Beauty, they say, is pain, but some kind of pain can be deadly. Sadly, that is what some lovers of false eyelashes are willing to put themselves through all manner of risks, including blindness in the name of seeking perfection.
Thus, instead of using the adhesive that comes with false eyelashes, they prefer to use the glue used to fix weaves, known as bonding glue, which they say dries up faster and keeps the extensions on for a longer period.
However, the price to pay is high because using the bonding glue often leaves wearers of false eyelashes with red eyes, swollen eyelids and even loss of their natural eyelashes.
The false eyelashes come in individual strands or stripes and in different shapes, sizes and lengths. Some are made from natural hair while others are synthetic and the prices range from as low as GH¢2 to as high as GH¢200.
Depending on the type, it can take just up to 10 minutes or sometimes a whole hour to get the lashes fixed and they can be kept for between five days to two weeks.
Some beauticians The Mirror spoke to explained why they were now resorting to the use of hair bonding glue to fix eyelashes.
Naa Ayeley, who operates around the Accra Rawlings Park, said she had been using the bonding glue on her customers for the past seven years and they had never had issues or complications.
“In fact, none of my clients has ever complained of any side effect as far as I am concerned. The bonding glue dries faster and keeps the lashes on longer,” she said.
The owner of the Divine Beauty Parlour, Mrs Agnes Baiden, explained that most of her clients actually asked for the bonding glue. “We give our customers what they want, which is the bonding glue,” she stated.
Just like her, Ms Grace Lamptey, another makeup artist who operates at the Oxford Street in Osu, also said she used the bonding glue because most of her clients preferred that and it was more effective.
Surprisngingly, she explained that “it does not burn the eyes nor make them teary like the glue that originally comes with the lashes”.

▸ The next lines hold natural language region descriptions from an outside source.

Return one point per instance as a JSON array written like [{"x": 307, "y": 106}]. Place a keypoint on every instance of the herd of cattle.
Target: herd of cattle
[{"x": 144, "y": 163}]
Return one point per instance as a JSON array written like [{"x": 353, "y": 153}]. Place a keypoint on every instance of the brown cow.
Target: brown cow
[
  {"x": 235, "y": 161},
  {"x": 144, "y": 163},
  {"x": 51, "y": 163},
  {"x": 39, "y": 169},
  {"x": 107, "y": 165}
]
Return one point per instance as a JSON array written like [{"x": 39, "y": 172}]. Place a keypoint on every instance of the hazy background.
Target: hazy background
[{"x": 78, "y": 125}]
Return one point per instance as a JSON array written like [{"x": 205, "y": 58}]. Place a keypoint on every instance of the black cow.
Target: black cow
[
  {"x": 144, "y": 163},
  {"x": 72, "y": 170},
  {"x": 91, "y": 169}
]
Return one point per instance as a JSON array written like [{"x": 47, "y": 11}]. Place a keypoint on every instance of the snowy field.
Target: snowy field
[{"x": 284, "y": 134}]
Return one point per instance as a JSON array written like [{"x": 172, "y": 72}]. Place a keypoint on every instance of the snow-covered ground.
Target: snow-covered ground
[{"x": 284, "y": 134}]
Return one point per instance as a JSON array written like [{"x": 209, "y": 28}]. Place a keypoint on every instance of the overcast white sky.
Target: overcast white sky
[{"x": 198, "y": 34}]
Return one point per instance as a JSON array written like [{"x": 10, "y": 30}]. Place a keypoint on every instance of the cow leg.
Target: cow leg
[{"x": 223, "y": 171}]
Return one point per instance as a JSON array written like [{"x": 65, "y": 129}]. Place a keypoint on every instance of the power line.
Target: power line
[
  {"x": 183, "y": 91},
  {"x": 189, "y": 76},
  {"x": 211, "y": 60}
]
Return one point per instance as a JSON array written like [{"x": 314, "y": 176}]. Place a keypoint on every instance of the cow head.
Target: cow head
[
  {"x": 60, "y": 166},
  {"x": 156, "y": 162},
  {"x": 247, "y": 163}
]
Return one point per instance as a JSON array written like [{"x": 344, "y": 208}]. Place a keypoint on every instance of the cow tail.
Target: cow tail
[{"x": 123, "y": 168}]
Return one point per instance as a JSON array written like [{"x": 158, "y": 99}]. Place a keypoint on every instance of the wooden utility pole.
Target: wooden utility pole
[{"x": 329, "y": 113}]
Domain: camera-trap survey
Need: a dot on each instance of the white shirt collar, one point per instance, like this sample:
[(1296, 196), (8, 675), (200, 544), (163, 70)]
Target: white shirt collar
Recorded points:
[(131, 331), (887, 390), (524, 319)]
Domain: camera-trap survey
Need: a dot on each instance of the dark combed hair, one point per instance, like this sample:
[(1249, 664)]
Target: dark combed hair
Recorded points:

Another beautician who pleaded anonymity said, “I know the health implications of applying bonding glue to the eye, therefore, I advise most of my clients to stick to the original eyelash glue, but they don’t like it. I am also following the trend because I don’t want to lose my customers so I give in to their demands.”
A Cosmetologist at the 2nd Image Hair and Beauty Therapy Academy in Accra, Mrs Ella Yankey, said the use of hair glue to fix eyelashes had been in existence for some years now, but because it was not healthy, they didn’t use it at their facility as it could destroy their customers’ eyes.
She explained that although there was a special glue for fixing false lashes, it seemed most of them contained substances which caused a burning sensation and that was why most people preferred the hair bonding glue.
Mrs Yankey explained that they educated their clients who came in asking for the glue for weaves on its harmful effects to the eyes and convinced them to use the right product.
She advised those who loved false eyelashes to desist from using hair glue because it was dangerous, and called for a policy to monitor and punish service providers who used it on their clients.